Il serait assez tentant de conclure avec Lessing que, manifestement, ces religions se valent, et, pour bonne mesure, d’ajouter l’Hindouisme et le Bouddhisme à l’équation ! “Qu’est-ce la vérité ?” disait déjà Pilate, le sceptique. La réponse de Jésus-Christ, donnée la veille à l’un de ses disciples, Thomas, le pas encore incrédule, est : “Le chemin, c’est moi, parce que je suis la vérité et la vie. Personne ne va au Père sans passer par moi.” (Jn 14.6 SEM) Apparemment, le Christ n’est pas vraiment d’accord avec Lessing ! “Le diable est dans le détail”, dit-on. Ici, cela semble particulièrement vrai. Dès qu’on se met à comparer les religions, la tentation est de gommer le détail et de rester vague, flou, de favoriser une religiosité confortable et inoffensive. Ni le Christianisme, ni l’Islam s’inscrivent dans un tel programme.

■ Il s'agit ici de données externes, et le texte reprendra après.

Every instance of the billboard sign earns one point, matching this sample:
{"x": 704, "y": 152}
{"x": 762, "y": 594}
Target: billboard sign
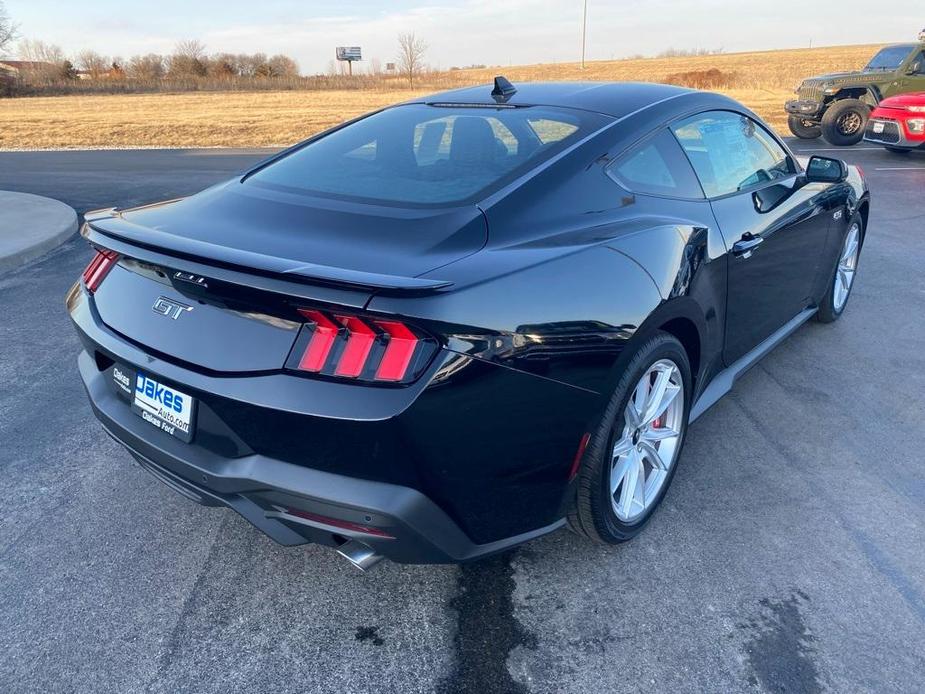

Est-ce la tyrannie d’un seul anneau ? Oui et non. Manifestement, les religions monothéistes sont exclusivistes. Cela tient en peu de mots. Si Jésus-Christ est effectivement le Messie promis, le Fils éternel du Dieu vivant, et c’est ce qu’il a prétendu être, toute autre voie vers Dieu se trouve condamnée comme étant une impasse. Et si Jésus-Christ n’est pas le Messie promis, s’il n’est pas le Fils éternel du Dieu vivant, il est un imposteur : soit un menteur qui sait qu’il ment, soit un malade mental qui se fait des illusions sincères. Dans ce cas, le Christianisme est une farce et les chrétiens méritent notre compassion. Ils ont été induits en erreur, et c’est œuvre de charité que de le leur montrer ! Mais il est impossible que le Christianisme soit en même temps respectable, spirituellement élevé et faux. Le souci de véracité derrière la foi chrétienne invite à une vérification – de ses sources, de ses effets, de ses attentes. Il sait accepter la critique honnête pour la simple raison que la vérité est suffisamment forte pour supporter les questionnements, les critiques et le scepticisme. Le Christianisme est articulé autour de la question de la vérité.

Pour l’Islam, c’est en partie la même chose. Si Mohammed est un imposteur, la foi musulmane tombe. Tout comme le Christianisme, elle ne peut survivre au traitement du juge dans Nathan le sage. Si Mohammed dit vrai, alors le Christ n’est qu’un prophète parmi d’autres, et dans ce cas, le Christ du Christianisme est un imposteur. L’Islam ne peut accepter le Christ qu’en le dénaturant, et donc, en le détruisant. Inversement, si la Bible dit vrai du Christ, Mohammed ne peut être un prophète du Dieu éternel. Les deux conceptions peuvent cohabiter dans le respect, mais elles ne peuvent tolérer que la vérité soit double. L’une des deux doit être fausse. Les deux peuvent être fausses, mais les deux ne peuvent être vraies.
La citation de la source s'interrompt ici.